From Yangtze: Nature, History, and the River, by Lyman P. Van Slyke (Stanford Alumni Assn., 1988), p. 53:

China generates paradox. The Chinese are renowned for their attachment to place, their deep identification with native soil. And yet whenever one looks at Chinese history one finds people everywhere on the move. Migration is part of this movement, the permanent transfer of people from one region to another, sometimes pushed out of their original homeland by overpopulation, poverty, disaster, or war, and sometimes attracted to new lands by real or presumed opportunities for betterment of their lives.
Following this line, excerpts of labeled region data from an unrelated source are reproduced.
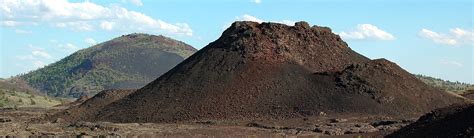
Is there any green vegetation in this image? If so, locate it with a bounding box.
[415,74,474,93]
[0,80,61,108]
[16,34,196,97]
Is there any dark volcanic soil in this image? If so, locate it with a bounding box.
[389,104,474,137]
[59,22,465,122]
[461,90,474,100]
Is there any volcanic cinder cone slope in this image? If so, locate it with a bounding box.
[79,22,463,122]
[388,103,474,138]
[48,89,136,121]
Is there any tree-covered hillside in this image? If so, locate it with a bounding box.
[415,74,474,93]
[18,34,196,97]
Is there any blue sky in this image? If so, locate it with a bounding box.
[0,0,474,83]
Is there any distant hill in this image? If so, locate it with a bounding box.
[415,74,474,93]
[18,34,197,98]
[0,79,62,107]
[68,22,467,123]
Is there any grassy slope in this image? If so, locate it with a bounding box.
[0,80,62,107]
[415,75,474,94]
[19,34,196,97]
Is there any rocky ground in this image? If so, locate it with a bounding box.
[0,108,413,137]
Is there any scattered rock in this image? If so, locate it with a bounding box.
[314,123,378,135]
[388,103,474,138]
[330,118,347,123]
[0,117,12,123]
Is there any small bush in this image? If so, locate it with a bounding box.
[30,98,36,105]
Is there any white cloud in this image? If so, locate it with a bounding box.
[235,14,264,23]
[15,29,33,34]
[31,49,53,59]
[100,21,115,31]
[54,21,94,31]
[419,28,474,46]
[84,38,97,45]
[252,0,262,4]
[16,44,53,69]
[58,43,79,51]
[130,0,143,6]
[0,0,193,36]
[1,21,20,27]
[339,24,395,40]
[440,59,464,67]
[32,60,46,68]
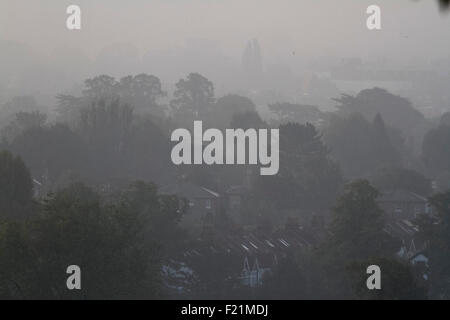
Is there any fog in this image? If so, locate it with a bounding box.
[0,0,450,300]
[0,0,450,102]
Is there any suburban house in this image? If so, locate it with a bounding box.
[377,189,432,220]
[159,181,220,233]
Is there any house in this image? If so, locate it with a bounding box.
[377,189,432,220]
[240,256,277,288]
[159,181,220,233]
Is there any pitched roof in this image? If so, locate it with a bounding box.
[159,181,220,199]
[378,189,427,202]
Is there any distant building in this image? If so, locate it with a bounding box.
[377,189,432,220]
[159,181,220,232]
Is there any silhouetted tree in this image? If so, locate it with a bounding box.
[0,151,33,218]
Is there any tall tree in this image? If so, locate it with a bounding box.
[170,73,214,122]
[0,151,33,217]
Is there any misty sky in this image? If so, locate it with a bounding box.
[0,0,450,60]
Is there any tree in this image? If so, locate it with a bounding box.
[422,124,450,171]
[117,73,167,116]
[349,258,427,300]
[269,102,323,125]
[370,167,432,196]
[418,191,450,299]
[0,182,183,299]
[329,180,396,259]
[2,110,47,143]
[83,75,119,100]
[11,124,89,183]
[0,151,33,217]
[333,88,425,133]
[255,123,341,219]
[211,94,256,129]
[314,180,400,299]
[170,73,214,123]
[324,113,401,177]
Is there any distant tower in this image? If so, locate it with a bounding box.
[242,39,263,77]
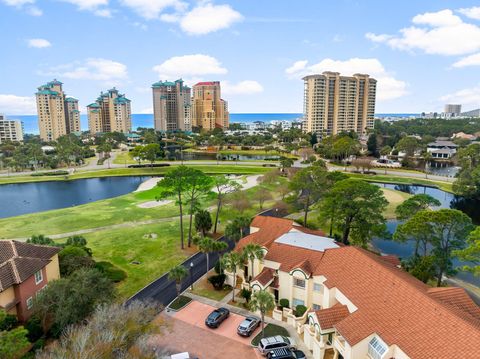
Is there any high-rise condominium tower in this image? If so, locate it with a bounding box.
[192,81,229,130]
[303,72,377,135]
[35,80,80,141]
[87,87,132,134]
[152,79,192,131]
[0,114,23,143]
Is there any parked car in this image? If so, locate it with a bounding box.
[267,348,306,359]
[258,335,296,356]
[237,316,261,337]
[205,307,230,328]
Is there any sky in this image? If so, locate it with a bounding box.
[0,0,480,115]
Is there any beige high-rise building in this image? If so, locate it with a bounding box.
[65,97,81,133]
[192,81,229,131]
[0,114,23,143]
[303,71,377,135]
[87,87,132,134]
[35,79,80,141]
[152,79,192,131]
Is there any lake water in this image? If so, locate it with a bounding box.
[0,176,149,218]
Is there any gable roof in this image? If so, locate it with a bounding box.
[0,241,61,292]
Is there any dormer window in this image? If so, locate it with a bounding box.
[368,337,387,359]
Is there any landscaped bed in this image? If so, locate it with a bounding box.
[168,295,192,310]
[252,323,290,347]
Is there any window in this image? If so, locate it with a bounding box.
[368,337,387,359]
[35,269,43,284]
[293,278,305,288]
[292,298,305,308]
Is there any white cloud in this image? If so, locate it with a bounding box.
[153,54,227,80]
[440,85,480,108]
[457,6,480,20]
[366,9,480,55]
[285,58,407,101]
[40,58,128,84]
[121,0,187,20]
[180,2,243,35]
[28,39,52,49]
[222,80,263,95]
[0,94,37,115]
[60,0,112,17]
[452,53,480,67]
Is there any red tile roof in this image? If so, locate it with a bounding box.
[315,303,350,330]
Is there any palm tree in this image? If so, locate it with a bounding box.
[221,252,244,302]
[168,265,188,297]
[198,237,228,273]
[243,243,265,283]
[250,290,275,338]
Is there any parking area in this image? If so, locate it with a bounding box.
[152,301,264,359]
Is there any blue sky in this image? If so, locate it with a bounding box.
[0,0,480,115]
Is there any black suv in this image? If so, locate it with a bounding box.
[267,348,306,359]
[205,307,230,328]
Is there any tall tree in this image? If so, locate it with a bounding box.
[221,252,244,302]
[198,237,228,273]
[395,194,441,221]
[186,168,213,247]
[243,243,265,283]
[157,165,191,249]
[213,176,240,233]
[250,290,275,338]
[320,178,388,247]
[168,265,188,297]
[195,210,212,237]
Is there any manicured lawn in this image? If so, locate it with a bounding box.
[168,295,192,310]
[252,323,289,347]
[79,221,193,298]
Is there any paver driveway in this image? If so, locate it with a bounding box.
[174,300,260,346]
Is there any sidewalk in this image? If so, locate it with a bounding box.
[183,291,313,358]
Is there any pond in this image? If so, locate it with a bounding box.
[0,176,149,218]
[372,183,480,286]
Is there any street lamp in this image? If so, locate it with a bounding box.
[190,262,193,290]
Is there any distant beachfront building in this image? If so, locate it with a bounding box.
[303,71,377,135]
[442,104,462,118]
[0,114,23,143]
[192,81,229,131]
[35,79,80,141]
[152,79,192,131]
[87,87,132,134]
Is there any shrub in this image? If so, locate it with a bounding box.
[95,262,127,283]
[25,316,43,343]
[278,298,290,308]
[207,274,227,290]
[240,288,252,303]
[295,304,307,318]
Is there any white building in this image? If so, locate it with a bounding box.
[0,114,23,143]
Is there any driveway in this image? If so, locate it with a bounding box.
[174,300,260,346]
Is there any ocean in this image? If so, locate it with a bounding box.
[7,113,418,134]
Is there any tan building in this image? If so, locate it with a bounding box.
[227,216,480,359]
[192,81,229,131]
[0,240,61,321]
[0,114,23,143]
[303,72,377,135]
[35,80,80,141]
[152,79,192,131]
[87,87,132,134]
[65,97,81,133]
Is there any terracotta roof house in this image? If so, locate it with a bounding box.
[229,217,480,359]
[0,240,61,321]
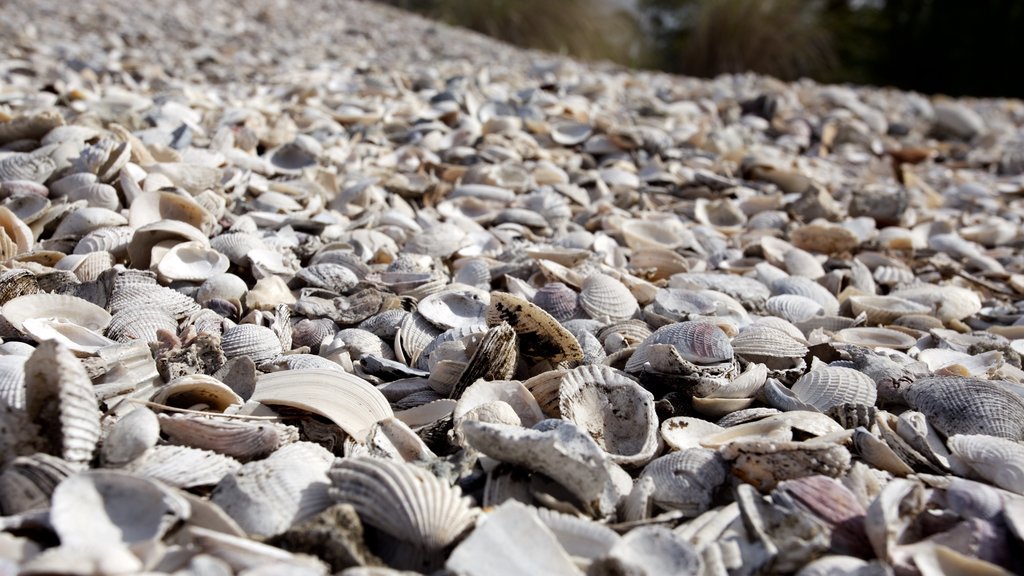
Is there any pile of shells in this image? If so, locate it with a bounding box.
[0,0,1024,576]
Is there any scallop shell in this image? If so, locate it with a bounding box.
[251,369,394,440]
[558,366,659,466]
[150,374,245,412]
[901,376,1024,441]
[416,288,489,330]
[948,435,1024,495]
[220,324,282,364]
[579,273,639,324]
[25,340,100,466]
[765,294,824,324]
[125,220,210,270]
[210,442,334,536]
[626,321,733,373]
[640,448,728,518]
[100,406,160,466]
[328,457,477,571]
[157,242,230,282]
[106,307,178,343]
[534,282,583,322]
[792,366,876,412]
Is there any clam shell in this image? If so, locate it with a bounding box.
[210,442,334,536]
[792,366,876,412]
[416,288,489,330]
[558,366,659,466]
[157,242,230,282]
[485,292,583,363]
[25,340,100,466]
[534,282,583,322]
[579,273,639,324]
[901,376,1024,441]
[220,324,282,364]
[251,369,394,440]
[641,448,728,518]
[328,457,477,571]
[948,435,1024,495]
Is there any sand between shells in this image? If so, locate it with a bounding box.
[0,0,1024,575]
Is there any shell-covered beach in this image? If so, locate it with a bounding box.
[0,0,1024,576]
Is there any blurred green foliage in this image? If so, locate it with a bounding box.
[381,0,1024,96]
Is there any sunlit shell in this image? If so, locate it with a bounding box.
[792,366,876,412]
[558,366,658,466]
[157,242,230,282]
[579,274,639,324]
[328,458,477,571]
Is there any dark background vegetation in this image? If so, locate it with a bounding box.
[380,0,1024,96]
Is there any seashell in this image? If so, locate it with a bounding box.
[157,242,230,282]
[0,452,75,516]
[106,307,178,343]
[220,324,282,364]
[484,292,583,363]
[53,207,128,239]
[0,109,65,145]
[416,288,489,330]
[74,227,135,255]
[587,525,705,574]
[558,366,659,466]
[126,220,208,270]
[100,406,160,466]
[209,232,268,266]
[849,296,931,324]
[210,442,334,536]
[251,369,394,440]
[640,448,728,518]
[889,285,981,322]
[49,470,190,572]
[0,269,39,305]
[108,284,201,320]
[24,338,100,467]
[150,374,245,412]
[328,457,477,571]
[947,434,1024,494]
[444,499,577,576]
[719,439,850,491]
[626,321,733,373]
[792,366,876,412]
[833,327,916,349]
[579,273,639,324]
[121,445,242,488]
[771,276,839,313]
[0,148,57,183]
[551,121,593,146]
[295,262,359,294]
[462,420,630,518]
[534,282,583,322]
[731,325,808,370]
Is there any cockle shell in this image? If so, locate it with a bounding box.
[792,366,876,412]
[25,340,100,466]
[558,366,658,466]
[579,274,639,324]
[328,457,477,571]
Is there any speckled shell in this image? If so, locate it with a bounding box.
[328,457,477,571]
[902,376,1024,441]
[558,366,658,466]
[640,448,728,518]
[534,282,583,322]
[626,322,732,372]
[580,273,639,324]
[220,324,282,364]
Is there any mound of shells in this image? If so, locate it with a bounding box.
[0,0,1024,576]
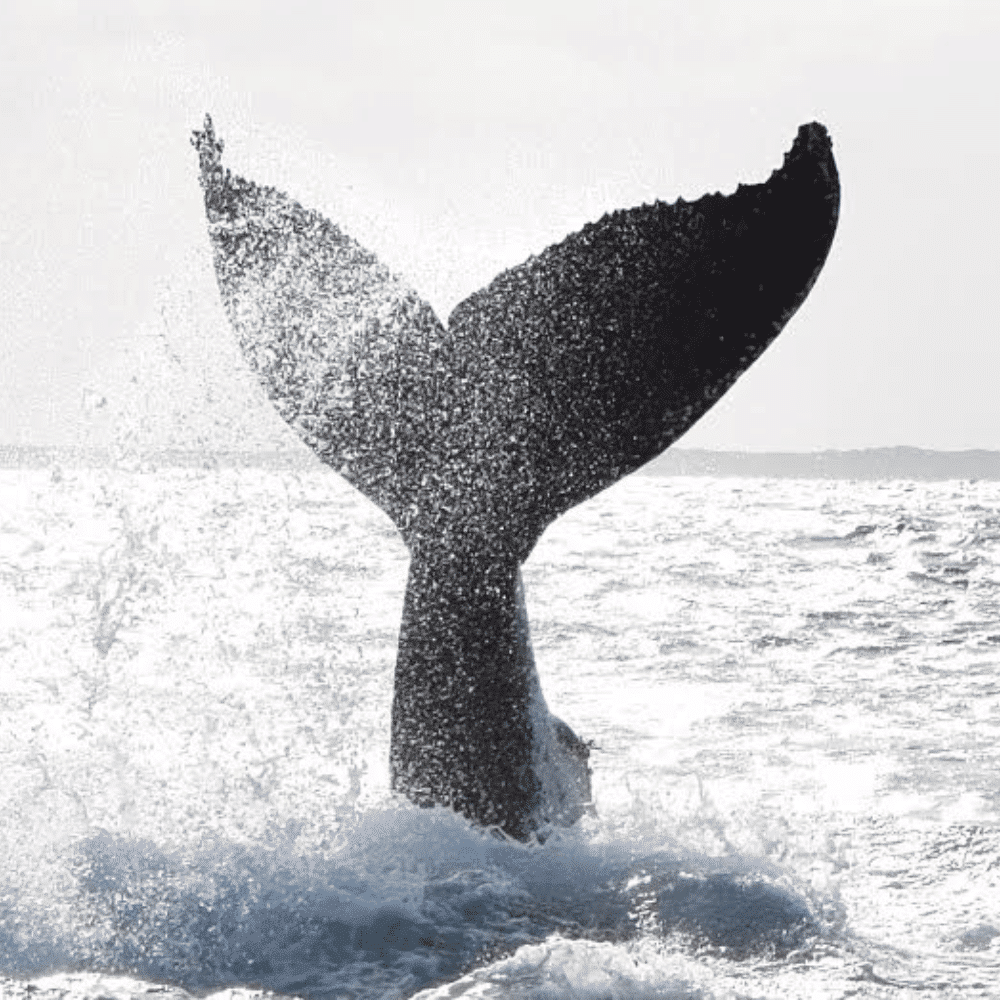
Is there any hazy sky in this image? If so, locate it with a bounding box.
[0,0,1000,450]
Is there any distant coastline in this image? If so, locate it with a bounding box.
[642,446,1000,480]
[0,445,1000,481]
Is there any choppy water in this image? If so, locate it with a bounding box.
[0,469,1000,998]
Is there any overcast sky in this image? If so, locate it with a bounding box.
[0,0,1000,450]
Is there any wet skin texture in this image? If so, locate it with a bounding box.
[193,119,839,838]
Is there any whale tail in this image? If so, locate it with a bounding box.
[193,117,839,837]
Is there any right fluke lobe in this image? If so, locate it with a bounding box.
[194,119,839,837]
[449,123,839,560]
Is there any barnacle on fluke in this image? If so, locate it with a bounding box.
[193,117,839,838]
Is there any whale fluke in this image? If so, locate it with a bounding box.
[193,117,839,838]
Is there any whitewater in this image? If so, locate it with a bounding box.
[0,463,1000,1000]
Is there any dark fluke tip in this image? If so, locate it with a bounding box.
[191,114,226,187]
[192,116,840,839]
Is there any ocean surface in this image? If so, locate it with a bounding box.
[0,467,1000,1000]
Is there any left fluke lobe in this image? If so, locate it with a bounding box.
[193,117,839,838]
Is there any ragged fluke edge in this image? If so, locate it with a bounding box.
[193,117,839,838]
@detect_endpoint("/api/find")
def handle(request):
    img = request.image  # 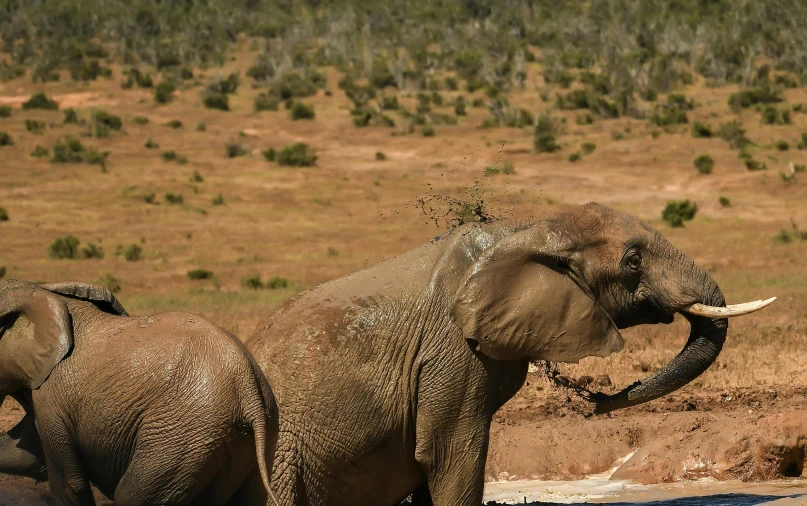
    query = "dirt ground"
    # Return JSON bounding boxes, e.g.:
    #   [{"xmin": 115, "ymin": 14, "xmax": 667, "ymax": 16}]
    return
[{"xmin": 0, "ymin": 40, "xmax": 807, "ymax": 504}]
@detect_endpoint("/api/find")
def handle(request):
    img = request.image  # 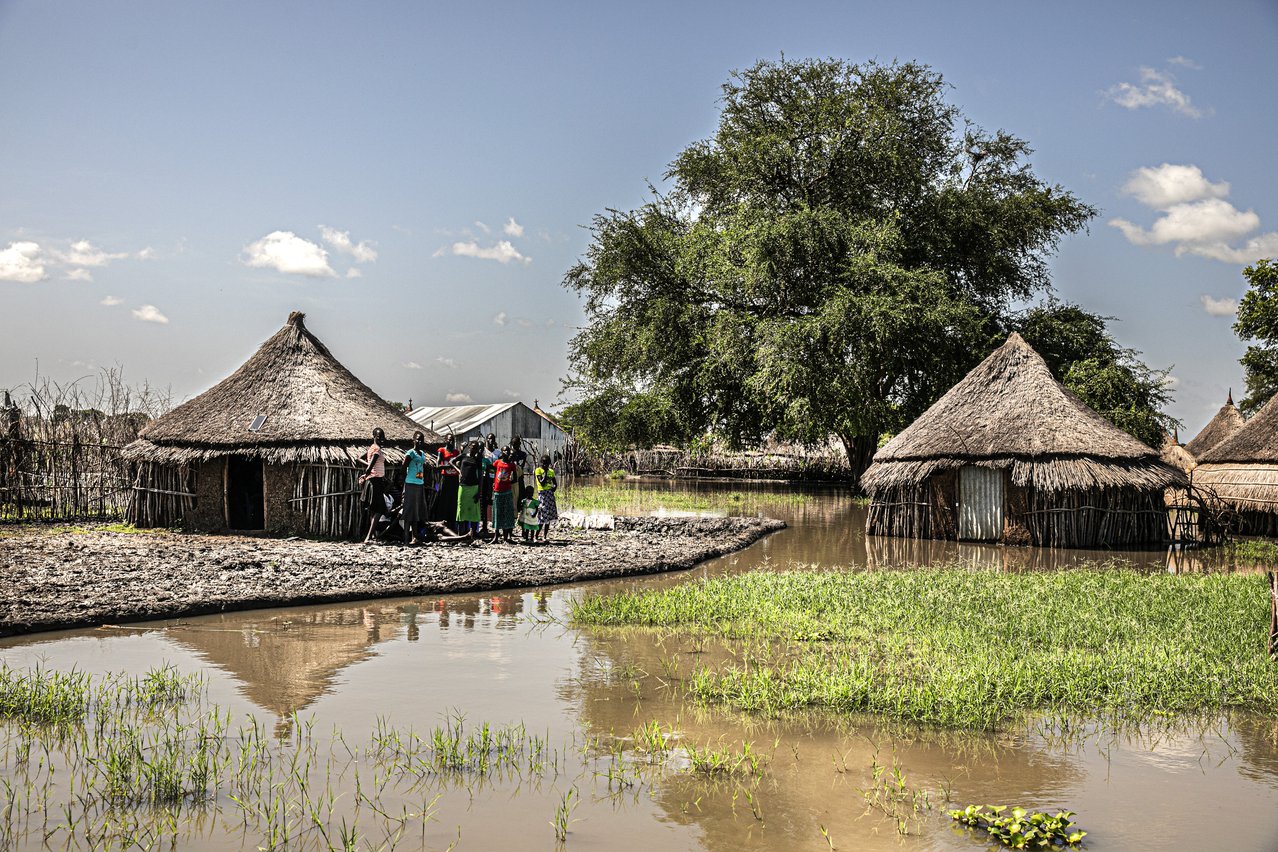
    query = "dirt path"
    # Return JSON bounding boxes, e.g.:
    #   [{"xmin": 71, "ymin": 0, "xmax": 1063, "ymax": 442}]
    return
[{"xmin": 0, "ymin": 517, "xmax": 785, "ymax": 636}]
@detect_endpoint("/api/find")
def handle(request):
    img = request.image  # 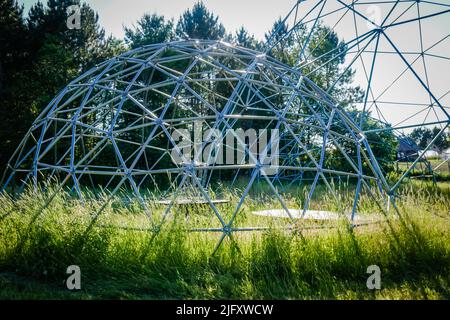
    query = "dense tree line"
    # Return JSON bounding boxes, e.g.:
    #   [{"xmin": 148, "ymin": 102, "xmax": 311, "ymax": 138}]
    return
[{"xmin": 0, "ymin": 0, "xmax": 396, "ymax": 178}]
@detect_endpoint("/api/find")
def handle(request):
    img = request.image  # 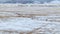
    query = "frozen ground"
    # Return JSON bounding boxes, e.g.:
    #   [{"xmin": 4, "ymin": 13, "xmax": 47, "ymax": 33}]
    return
[{"xmin": 0, "ymin": 17, "xmax": 60, "ymax": 34}]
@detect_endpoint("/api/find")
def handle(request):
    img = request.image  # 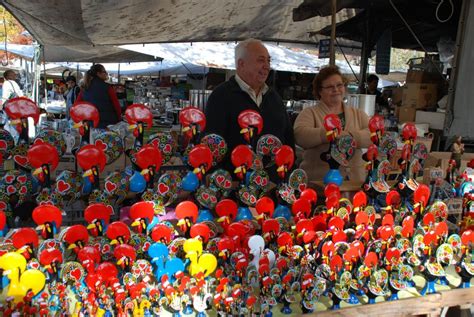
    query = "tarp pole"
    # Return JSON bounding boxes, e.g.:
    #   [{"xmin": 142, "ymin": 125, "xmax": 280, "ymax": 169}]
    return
[{"xmin": 329, "ymin": 0, "xmax": 337, "ymax": 66}]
But migrants were not the only travelers across the Chinese landscape. Merchants big and small set forth on business trips; Buddhist monks and devout layfolk made pilgrimages or sought centers of learning; scholars aspiring to prestigious careers in the imperial civil service headed for provincial capitals or Peking to take the most fiendishly demanding examinations ever devised. Officials took up their posts across the far-flung realm, and some were exiled for real or alleged offenses to the most remote and dangerous corners of the empire; corvee labor gangs were sent to work on canals or defensive walls; boatmen and transport coolies moved the goods of the empire; one might even spot a rare travel buff exploring his world out of curiosity or scholarly interest. There were foreign traders, Japanese and Korean monks who had come to learn from Chinese Buddhist masters, ambassadors and their retinues, entertainers, bandits, fugitives. In wartime, armies were on the march. Rebel hordes, angry and desperate peasants headed by ambitious or megalomaniac leaders with their own dynastic dreams, followed the same routes as migrants, merchants, a11d scht1lars. In the mid-1960s, during the Cultural Revolution, urban youth went on an orgy of hitherto prohibited travel, sanctioned by Mao Tse-tung’s revolutionary dictum to “exchange revolutionary experience”; later, beginning in 1969, some fourteen million of these urban youth were sent whether they wanted to go or not to the countryside to “learn from the peasants.”